Her comments followed talks in Addis Ababa Tuesday between Pronk and AU Peace and Security Council commissioner Said Djinnit.
The meeting focussed on “the needs to be addressed to ensure the smoothness and success of an AU/UN transition if and when it takes place,” Achouri said.
The AU has said it has no funds to operate beyond March and is considering a handover of its Darfur mission to the United Nations.
The UN Security Council earlier this month approved contingency planning for UN peacekeepers to take over from the AU force in Darfur but, despite strong pressure from Western governments, Khartoum has so far remained implacably hostile to the deployment of UN troops there.
The spokesperson of the UN Mission in Sudan, Radia Achouri, said in a press conference Wednesday that the total number of UN forces in Sudan had reached 6147 troops till now, out of a total number of 10,000.
Radhia explained that 614 observers, 164 officers and 5,369 troops are now working within the UN mission in Sudan.
On a tour of Darfur earlier this week, Pronk stressed that the initiative for a UN force “initially came from the AU Peace and Security Council” and that the Security Council had “yet to state its final stand,” Achouri added.

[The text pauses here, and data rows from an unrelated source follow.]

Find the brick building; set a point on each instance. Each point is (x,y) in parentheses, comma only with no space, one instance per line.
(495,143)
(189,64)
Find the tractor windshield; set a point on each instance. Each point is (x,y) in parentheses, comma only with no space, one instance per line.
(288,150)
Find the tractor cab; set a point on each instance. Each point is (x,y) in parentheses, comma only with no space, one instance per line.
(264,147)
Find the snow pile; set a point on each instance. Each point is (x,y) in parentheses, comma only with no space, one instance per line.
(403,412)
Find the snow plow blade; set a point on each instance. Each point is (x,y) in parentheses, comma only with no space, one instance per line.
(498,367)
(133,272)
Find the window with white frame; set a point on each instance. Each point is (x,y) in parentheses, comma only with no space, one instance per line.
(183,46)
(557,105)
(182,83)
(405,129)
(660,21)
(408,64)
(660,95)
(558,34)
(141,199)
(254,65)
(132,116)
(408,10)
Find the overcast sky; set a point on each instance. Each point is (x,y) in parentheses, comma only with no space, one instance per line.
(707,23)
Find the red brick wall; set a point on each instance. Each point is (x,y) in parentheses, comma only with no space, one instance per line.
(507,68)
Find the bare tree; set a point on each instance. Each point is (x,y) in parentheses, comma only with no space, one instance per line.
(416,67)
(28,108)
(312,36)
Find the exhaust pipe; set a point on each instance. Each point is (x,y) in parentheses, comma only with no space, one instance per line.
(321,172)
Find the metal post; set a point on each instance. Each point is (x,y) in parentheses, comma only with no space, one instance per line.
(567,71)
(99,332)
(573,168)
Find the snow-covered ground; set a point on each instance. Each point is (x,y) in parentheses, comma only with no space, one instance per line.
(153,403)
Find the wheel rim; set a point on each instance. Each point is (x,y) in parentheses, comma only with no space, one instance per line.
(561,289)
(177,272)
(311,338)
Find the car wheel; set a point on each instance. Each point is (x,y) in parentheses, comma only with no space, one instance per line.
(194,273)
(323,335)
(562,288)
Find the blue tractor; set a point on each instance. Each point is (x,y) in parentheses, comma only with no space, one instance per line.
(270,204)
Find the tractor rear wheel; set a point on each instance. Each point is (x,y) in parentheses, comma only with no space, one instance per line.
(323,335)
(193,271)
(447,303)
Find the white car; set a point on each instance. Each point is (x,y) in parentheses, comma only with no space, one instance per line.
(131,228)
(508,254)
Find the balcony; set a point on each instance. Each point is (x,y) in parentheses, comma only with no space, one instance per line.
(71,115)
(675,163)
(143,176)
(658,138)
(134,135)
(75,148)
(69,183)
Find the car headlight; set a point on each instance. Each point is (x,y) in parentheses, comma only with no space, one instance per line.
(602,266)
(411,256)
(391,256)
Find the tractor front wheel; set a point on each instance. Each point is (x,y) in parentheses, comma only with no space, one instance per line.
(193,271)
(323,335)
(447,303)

During his visit, the UN envoy also met with commanders of the main Darfur rebel group, the Sudan Liberation Army, and urged them to “unite and commit to a negotiated solution to the conflict in Darfur and stop fighting,” she said.
“He also urged them to refrain from alliances with groups of other countries and to distance themselves from and isolate those who are involved in such acts and in arms trafficking and violations of the arms embargo.”
Fighting broke out between rival wings of the SLA last year. Army mutineers and rebels from neighbouring Chad have since been active in Darfur adding to the complexity of alliances in the wartorn region.
The conflict first erupted three years ago pitting ethnic minority rebels against the Khartoum government and its Arab militia allies.